Despite global warming having a negative effect on many animals, one ancient dinosaur species actually thrived because of it. As a matter of fact, a new study has indicated that a gigantic volcanic eruption led to the evolution of long-necked herbivorous dinosaurs.
Sauropods are considered to be the first group of herbivorous dinosaurs that could grow as tall as 40 meters (131 feet) and weighed as much as 80 tonnes. While sauropods were known for their extremely long necks, they didn’t always have them. In the first 50 million years of their existence, their necks were rather short and their bodies were quite a bit smaller, measuring 10 meters in height (almost 33 feet). Additionally, they would have eaten soft vegetation because of their skinny teeth.
Scientists believe that a huge volcanic eruption in the Southern Hemisphere about 180 million years ago caused a significant change in the Earth’s climate that affected vegetation. This dramatic event caused the smaller sauropod species to die out and it was only the large ones that were able to survive the climate and vegetation changes – they were called eusauropods.
A newly discovered eusauropod species that lived about 179 million years ago has been identified by paleontologists in Argentina and they have named it Bagualia alba. The long-necked, quadrupedal, herbivorous species thrived from the Early Jurassic to the Late Cretaceous periods. Actually, the Bagualia alba is the oldest known eusauropod that’s ever been found.
Dr. Diego Pol from the Museo Paleontológico Egidio Feruglio and CONICET as well as his colleagues from Argentina, United States, and Germany, further explained the evolution of these dinosaurs, “Sauropodomorpha is the first major dinosaurian group that diversified into multiple herbivorous lineages recorded throughout the world.” “The first 40 million years of sauropodomorph evolution are characterized by the coexistence of diverse lineages with great disparity in body size, feeding biomechanics and locomotion types, ranging from small (less than 10 kg or 22 lbs) bipedal species to the large (greater than 5 tons) quadrupedal early sauropods.” “By the Middle Jurassic, eusauropod dinosaurs were the only surviving sauropodomorph lineage.”
Researchers analyzed dinosaur fossils (that included a partial skull and cervical vertebrae) from at least three Bagualia alba individuals that were found in Bagual Canyon in the Cañadón Asfalto Basin that’s located in the Patagonia region of South America.
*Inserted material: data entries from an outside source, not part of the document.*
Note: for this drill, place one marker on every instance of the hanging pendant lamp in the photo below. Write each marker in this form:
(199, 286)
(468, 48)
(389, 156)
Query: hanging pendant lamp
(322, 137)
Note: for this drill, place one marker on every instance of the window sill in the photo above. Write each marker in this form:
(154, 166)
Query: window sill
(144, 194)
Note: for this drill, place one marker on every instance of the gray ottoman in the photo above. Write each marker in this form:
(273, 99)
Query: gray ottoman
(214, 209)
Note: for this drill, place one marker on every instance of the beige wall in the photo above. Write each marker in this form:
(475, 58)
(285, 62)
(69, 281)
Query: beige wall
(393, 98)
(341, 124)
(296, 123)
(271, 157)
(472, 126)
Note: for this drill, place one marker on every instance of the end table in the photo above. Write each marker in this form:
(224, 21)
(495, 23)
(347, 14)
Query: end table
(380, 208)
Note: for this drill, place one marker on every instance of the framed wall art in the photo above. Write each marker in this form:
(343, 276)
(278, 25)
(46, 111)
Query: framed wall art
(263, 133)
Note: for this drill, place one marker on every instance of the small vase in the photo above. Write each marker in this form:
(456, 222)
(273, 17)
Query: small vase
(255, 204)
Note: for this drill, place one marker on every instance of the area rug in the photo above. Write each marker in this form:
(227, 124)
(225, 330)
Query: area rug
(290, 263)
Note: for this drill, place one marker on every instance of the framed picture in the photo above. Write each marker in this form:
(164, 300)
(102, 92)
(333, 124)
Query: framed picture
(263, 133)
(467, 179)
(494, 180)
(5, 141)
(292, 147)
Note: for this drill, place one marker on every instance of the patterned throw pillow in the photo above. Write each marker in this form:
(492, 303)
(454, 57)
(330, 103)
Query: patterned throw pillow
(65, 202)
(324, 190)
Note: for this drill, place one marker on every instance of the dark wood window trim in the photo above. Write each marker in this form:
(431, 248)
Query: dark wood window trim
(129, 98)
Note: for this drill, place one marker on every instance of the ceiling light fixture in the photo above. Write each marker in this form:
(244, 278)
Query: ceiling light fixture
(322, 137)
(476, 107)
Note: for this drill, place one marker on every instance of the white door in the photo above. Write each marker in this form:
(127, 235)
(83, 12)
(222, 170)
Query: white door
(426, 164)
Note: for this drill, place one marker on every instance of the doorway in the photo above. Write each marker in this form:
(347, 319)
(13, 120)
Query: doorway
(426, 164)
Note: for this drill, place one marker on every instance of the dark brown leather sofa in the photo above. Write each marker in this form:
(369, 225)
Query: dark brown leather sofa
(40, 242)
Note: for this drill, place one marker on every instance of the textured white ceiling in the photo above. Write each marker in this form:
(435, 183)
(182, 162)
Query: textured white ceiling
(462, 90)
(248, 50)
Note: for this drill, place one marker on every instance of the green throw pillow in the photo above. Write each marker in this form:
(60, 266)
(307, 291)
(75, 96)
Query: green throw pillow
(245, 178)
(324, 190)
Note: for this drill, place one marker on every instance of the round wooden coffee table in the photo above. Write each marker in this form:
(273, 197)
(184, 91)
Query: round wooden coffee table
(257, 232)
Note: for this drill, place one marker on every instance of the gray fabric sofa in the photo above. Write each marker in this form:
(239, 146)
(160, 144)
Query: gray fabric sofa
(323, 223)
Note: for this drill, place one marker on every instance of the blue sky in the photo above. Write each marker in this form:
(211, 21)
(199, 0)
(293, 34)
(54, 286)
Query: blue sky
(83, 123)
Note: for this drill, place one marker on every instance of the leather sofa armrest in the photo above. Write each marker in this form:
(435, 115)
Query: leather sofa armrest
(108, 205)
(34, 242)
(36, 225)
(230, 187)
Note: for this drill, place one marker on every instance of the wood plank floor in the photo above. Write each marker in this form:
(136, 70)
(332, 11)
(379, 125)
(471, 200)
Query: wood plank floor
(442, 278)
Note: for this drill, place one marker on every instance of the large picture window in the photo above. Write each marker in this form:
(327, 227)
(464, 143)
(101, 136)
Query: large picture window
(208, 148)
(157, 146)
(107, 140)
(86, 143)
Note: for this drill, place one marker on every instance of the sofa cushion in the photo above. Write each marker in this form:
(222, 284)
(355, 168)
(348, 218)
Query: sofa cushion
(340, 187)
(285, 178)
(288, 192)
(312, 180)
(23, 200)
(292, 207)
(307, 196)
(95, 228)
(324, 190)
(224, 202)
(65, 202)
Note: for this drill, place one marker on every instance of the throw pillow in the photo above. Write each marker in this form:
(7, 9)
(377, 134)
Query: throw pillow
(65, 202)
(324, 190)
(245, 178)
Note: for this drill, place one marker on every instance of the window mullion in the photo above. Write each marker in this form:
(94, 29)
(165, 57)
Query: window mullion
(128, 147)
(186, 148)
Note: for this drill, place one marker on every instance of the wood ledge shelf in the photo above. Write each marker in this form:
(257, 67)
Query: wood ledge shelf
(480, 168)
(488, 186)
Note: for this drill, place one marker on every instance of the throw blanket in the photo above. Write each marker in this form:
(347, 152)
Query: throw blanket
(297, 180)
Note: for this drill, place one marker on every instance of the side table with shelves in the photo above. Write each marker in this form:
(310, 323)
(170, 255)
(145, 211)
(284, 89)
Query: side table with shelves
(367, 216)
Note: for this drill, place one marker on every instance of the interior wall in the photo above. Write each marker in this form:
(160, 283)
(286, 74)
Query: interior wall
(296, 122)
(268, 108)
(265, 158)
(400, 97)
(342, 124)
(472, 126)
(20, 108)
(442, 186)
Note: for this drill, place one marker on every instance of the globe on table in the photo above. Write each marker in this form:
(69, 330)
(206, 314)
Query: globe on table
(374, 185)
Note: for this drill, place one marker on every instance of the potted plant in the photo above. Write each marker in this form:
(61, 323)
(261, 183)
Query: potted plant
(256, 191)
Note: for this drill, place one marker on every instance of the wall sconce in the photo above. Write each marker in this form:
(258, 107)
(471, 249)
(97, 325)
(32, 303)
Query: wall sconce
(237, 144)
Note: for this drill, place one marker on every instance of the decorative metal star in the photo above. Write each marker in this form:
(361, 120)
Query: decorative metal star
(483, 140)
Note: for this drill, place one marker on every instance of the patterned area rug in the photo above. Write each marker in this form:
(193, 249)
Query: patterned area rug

The enamel on the teeth from these evolved dinosaurs were seven times thicker than their ancestors which proved that they were able to eat and digest hard vegetation unlikely their soft-vegetation-eating relatives before them.
The study concludes that global warming and vegetation changes caused by a massive volcanic eruption caused these dinosaurs to evolve into gigantic creatures with extremely long necks. (An image of what the Bagualia alba would have looked like can be seen here.) The research was published in the journal Proceedings of the Royal Society B: Biological Sciences where it can be read in full.